Inflammation, Healing and Repair Flashcards
what are the 5 causes of inflammation?
physical infective chemical immunological: hypersensitivity other
what kinds of physical inflammation are there?
trauma
heat/cold
radiation
what kinds of infective inflammation are there?
bacteria
parasites
viruses
what kinds of chemical inflammation are there?
simple poisons e.g. acid
organic poisons e.g. paraquat
what kinds of immunological: hypersensitivity reactions are there?
antigen-antibody
cell-mediated
what other kinds of inflammation are there?
vascular
hormonal
what do calor, dolor, rubor and tumor stand for?
calor - pain
dolor - heat
rubor - redness
tumor - swelling
what is congestion?
blood accumulates in organ or tissue as the result of decreased venous return
what kind of process is congestion?
passive
why does congestion occur?
increased central venous pressure or blockage/obstruction of venous return from a particular vascular bed
how does congestion differ from hyperaemia?
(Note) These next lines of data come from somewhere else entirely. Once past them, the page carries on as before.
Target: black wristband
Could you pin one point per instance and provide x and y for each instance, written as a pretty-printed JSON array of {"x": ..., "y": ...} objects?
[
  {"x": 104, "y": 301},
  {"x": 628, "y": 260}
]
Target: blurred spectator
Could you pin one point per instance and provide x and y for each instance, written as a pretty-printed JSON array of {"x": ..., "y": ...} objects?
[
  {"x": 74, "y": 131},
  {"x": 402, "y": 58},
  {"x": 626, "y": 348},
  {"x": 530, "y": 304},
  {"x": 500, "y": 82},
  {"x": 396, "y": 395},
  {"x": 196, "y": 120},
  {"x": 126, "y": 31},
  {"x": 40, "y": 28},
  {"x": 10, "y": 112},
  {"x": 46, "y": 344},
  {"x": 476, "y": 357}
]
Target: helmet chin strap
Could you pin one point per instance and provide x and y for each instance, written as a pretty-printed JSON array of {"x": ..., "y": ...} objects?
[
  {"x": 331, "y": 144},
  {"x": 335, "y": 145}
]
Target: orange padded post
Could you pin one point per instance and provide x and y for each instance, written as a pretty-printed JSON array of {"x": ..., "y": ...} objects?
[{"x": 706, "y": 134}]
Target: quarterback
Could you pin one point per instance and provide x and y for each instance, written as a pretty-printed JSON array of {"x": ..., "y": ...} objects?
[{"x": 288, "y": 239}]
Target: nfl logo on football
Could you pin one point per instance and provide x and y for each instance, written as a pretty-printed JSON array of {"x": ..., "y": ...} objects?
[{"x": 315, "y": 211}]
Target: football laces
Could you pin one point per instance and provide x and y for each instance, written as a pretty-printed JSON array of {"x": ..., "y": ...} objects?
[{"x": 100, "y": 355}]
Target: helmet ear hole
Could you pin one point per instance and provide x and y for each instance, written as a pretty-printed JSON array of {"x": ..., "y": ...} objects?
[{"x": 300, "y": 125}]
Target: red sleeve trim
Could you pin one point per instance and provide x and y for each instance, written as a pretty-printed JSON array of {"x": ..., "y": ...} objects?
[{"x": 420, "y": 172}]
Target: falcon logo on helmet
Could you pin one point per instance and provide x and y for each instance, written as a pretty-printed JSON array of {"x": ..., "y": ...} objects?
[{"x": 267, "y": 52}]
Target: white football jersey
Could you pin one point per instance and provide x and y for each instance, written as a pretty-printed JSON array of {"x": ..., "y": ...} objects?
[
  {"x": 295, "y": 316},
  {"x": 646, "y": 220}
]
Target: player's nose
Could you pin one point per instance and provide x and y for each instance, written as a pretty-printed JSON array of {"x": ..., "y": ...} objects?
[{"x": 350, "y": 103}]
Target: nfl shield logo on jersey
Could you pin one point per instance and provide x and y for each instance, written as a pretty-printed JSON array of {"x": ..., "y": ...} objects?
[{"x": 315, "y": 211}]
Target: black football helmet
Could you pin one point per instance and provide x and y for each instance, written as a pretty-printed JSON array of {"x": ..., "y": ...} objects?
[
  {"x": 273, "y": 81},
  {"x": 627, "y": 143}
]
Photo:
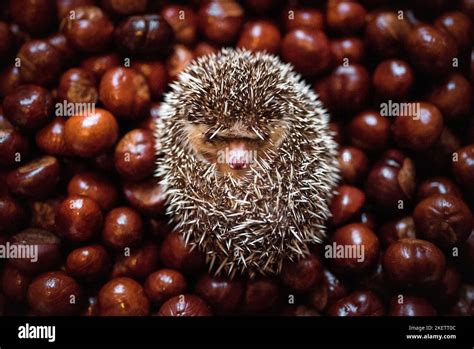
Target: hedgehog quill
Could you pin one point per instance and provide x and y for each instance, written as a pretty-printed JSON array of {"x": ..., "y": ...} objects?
[{"x": 246, "y": 160}]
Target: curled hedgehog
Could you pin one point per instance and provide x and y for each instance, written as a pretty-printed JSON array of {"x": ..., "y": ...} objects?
[{"x": 246, "y": 160}]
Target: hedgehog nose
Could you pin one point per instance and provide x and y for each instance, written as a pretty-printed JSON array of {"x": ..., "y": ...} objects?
[{"x": 237, "y": 156}]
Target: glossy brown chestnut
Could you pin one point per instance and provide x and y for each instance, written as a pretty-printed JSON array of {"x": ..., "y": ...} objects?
[
  {"x": 36, "y": 178},
  {"x": 122, "y": 297},
  {"x": 397, "y": 229},
  {"x": 349, "y": 88},
  {"x": 94, "y": 186},
  {"x": 50, "y": 139},
  {"x": 221, "y": 293},
  {"x": 391, "y": 181},
  {"x": 463, "y": 168},
  {"x": 156, "y": 76},
  {"x": 175, "y": 254},
  {"x": 430, "y": 50},
  {"x": 414, "y": 263},
  {"x": 369, "y": 131},
  {"x": 12, "y": 213},
  {"x": 146, "y": 196},
  {"x": 78, "y": 219},
  {"x": 99, "y": 64},
  {"x": 453, "y": 97},
  {"x": 385, "y": 34},
  {"x": 138, "y": 263},
  {"x": 88, "y": 135},
  {"x": 336, "y": 288},
  {"x": 165, "y": 284},
  {"x": 352, "y": 235},
  {"x": 261, "y": 294},
  {"x": 302, "y": 18},
  {"x": 54, "y": 293},
  {"x": 443, "y": 219},
  {"x": 123, "y": 227},
  {"x": 347, "y": 201},
  {"x": 358, "y": 303},
  {"x": 393, "y": 79},
  {"x": 9, "y": 79},
  {"x": 308, "y": 50},
  {"x": 14, "y": 147},
  {"x": 124, "y": 7},
  {"x": 124, "y": 92},
  {"x": 36, "y": 17},
  {"x": 41, "y": 62},
  {"x": 88, "y": 262},
  {"x": 78, "y": 85},
  {"x": 405, "y": 305},
  {"x": 437, "y": 185},
  {"x": 347, "y": 50},
  {"x": 88, "y": 30},
  {"x": 345, "y": 17},
  {"x": 301, "y": 275},
  {"x": 221, "y": 21},
  {"x": 184, "y": 22},
  {"x": 260, "y": 35},
  {"x": 459, "y": 26},
  {"x": 419, "y": 131},
  {"x": 15, "y": 283},
  {"x": 28, "y": 106},
  {"x": 185, "y": 305},
  {"x": 353, "y": 164},
  {"x": 65, "y": 6},
  {"x": 47, "y": 247},
  {"x": 144, "y": 35},
  {"x": 179, "y": 58}
]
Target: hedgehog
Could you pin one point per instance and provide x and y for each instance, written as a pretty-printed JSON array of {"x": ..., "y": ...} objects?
[{"x": 246, "y": 160}]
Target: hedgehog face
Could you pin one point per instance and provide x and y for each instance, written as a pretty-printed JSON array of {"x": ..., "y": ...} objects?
[
  {"x": 233, "y": 149},
  {"x": 246, "y": 160}
]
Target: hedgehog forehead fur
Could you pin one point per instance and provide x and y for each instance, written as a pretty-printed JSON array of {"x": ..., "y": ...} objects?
[{"x": 247, "y": 225}]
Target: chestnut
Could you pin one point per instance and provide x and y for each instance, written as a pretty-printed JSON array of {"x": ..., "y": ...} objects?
[
  {"x": 78, "y": 219},
  {"x": 413, "y": 263},
  {"x": 124, "y": 92},
  {"x": 347, "y": 201},
  {"x": 405, "y": 305},
  {"x": 185, "y": 305},
  {"x": 88, "y": 29},
  {"x": 220, "y": 21},
  {"x": 91, "y": 134},
  {"x": 137, "y": 264},
  {"x": 308, "y": 50},
  {"x": 94, "y": 186},
  {"x": 358, "y": 303},
  {"x": 176, "y": 254},
  {"x": 88, "y": 262},
  {"x": 46, "y": 246},
  {"x": 123, "y": 227},
  {"x": 122, "y": 297},
  {"x": 28, "y": 106},
  {"x": 443, "y": 219},
  {"x": 222, "y": 294},
  {"x": 353, "y": 248},
  {"x": 54, "y": 293},
  {"x": 301, "y": 275},
  {"x": 165, "y": 284},
  {"x": 36, "y": 178}
]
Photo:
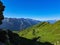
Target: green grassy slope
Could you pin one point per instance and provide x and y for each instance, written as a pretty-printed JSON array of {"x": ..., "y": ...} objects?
[{"x": 47, "y": 32}]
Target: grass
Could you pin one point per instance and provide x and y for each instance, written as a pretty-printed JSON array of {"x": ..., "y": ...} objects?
[{"x": 47, "y": 32}]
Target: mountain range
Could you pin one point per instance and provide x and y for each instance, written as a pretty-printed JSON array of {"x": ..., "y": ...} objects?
[
  {"x": 47, "y": 32},
  {"x": 17, "y": 23}
]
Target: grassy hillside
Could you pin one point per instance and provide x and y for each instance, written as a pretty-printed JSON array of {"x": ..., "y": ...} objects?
[{"x": 47, "y": 32}]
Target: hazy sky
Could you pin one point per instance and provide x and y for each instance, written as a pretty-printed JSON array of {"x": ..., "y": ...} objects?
[{"x": 35, "y": 9}]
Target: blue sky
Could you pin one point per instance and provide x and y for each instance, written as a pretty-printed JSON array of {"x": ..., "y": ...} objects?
[{"x": 34, "y": 9}]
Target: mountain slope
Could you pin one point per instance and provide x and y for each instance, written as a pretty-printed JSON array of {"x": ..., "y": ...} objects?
[
  {"x": 17, "y": 24},
  {"x": 47, "y": 32}
]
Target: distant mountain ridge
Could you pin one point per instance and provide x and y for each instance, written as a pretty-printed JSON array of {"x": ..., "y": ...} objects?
[{"x": 17, "y": 23}]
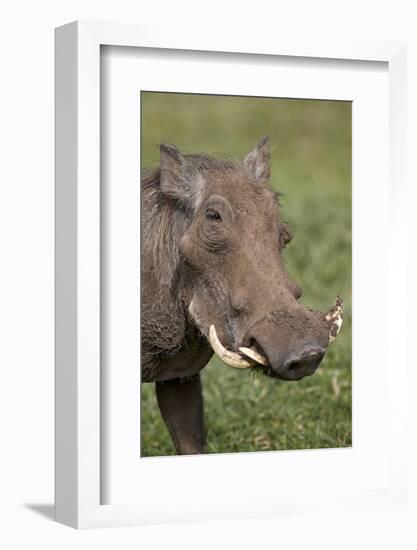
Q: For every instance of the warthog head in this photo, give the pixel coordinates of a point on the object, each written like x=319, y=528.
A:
x=240, y=296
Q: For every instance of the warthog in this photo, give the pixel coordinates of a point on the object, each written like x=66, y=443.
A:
x=213, y=280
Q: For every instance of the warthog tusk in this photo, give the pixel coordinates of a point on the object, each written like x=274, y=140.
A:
x=255, y=355
x=335, y=315
x=229, y=357
x=334, y=331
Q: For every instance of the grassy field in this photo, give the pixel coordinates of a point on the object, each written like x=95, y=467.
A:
x=311, y=166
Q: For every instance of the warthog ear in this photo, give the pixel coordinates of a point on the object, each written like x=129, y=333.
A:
x=179, y=178
x=258, y=161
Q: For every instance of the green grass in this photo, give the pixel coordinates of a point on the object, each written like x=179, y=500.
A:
x=311, y=166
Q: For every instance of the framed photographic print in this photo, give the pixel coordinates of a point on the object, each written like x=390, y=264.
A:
x=208, y=364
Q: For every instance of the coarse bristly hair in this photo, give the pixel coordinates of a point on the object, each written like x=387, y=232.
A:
x=164, y=220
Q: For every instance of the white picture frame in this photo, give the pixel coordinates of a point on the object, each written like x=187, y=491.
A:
x=78, y=407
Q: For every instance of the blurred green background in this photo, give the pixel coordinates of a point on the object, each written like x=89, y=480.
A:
x=311, y=166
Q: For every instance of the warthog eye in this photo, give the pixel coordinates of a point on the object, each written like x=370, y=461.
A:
x=213, y=214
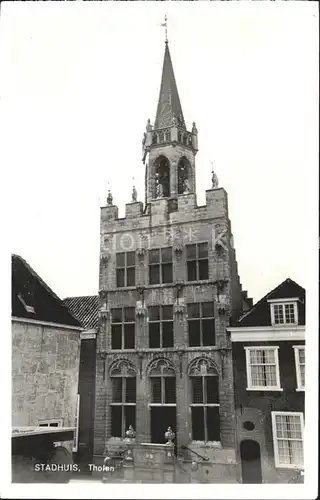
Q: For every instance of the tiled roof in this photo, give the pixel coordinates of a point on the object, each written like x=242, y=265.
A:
x=259, y=314
x=85, y=309
x=169, y=101
x=33, y=299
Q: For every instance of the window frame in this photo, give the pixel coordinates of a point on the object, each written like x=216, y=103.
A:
x=47, y=422
x=125, y=268
x=277, y=463
x=250, y=387
x=123, y=323
x=161, y=321
x=283, y=303
x=123, y=402
x=200, y=319
x=296, y=349
x=160, y=264
x=203, y=405
x=197, y=259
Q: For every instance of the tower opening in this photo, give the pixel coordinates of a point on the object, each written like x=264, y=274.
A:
x=162, y=175
x=183, y=176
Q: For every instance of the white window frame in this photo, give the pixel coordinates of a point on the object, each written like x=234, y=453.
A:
x=76, y=433
x=46, y=423
x=278, y=465
x=251, y=387
x=296, y=349
x=283, y=303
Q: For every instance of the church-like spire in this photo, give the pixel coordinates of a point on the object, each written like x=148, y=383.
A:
x=169, y=107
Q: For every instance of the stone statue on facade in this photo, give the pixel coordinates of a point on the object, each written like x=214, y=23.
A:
x=149, y=126
x=194, y=128
x=159, y=190
x=186, y=187
x=109, y=198
x=134, y=194
x=214, y=179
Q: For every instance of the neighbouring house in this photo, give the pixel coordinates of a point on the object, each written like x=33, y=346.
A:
x=86, y=311
x=45, y=353
x=268, y=346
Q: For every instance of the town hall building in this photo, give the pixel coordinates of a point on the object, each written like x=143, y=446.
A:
x=169, y=287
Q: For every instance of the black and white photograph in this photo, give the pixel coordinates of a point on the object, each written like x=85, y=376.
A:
x=161, y=246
congestion is pathological
hyperaemia is an active, physiological reaction to injury
what kind of inflammation does congestion lead to?
predisposes to haemorrhaging -> inflammation -> causes fibrosis and organ dysfunction
explain how hepatic congestion causes inflammation
- increased central venous pressure in congestive heart failure
- increased pressure in central veins
- expansion
- pressure on hepatocytes
- disrupts function
- cell death (centrilobular necrosis)
- microhaemorrhages, fibrosis around central veins = permanent dysfunction
explain how chronic lung congestion causes inflammation
- chronic congestion in the lungs
- microhaemorrhages
- accumulation of haemosiderin-containing macrophages in alveoli and chronic inflammation and fibrosis in interstitial lung tissue
- scarring
- decreased lung compliance
- impaired gas exchange
what is indicative of cellular dysfunction resulting from abnormally increased central venous pressure in the liver?
Cytoplasmic vacuolisation of hepatocytes
what 3 signs/symptoms are there of inflammation at a microscopic level?
Hyperaemia
Exudation of fluid
Emigration of leucocytes
how does hyperaemia lead to vascular dilation?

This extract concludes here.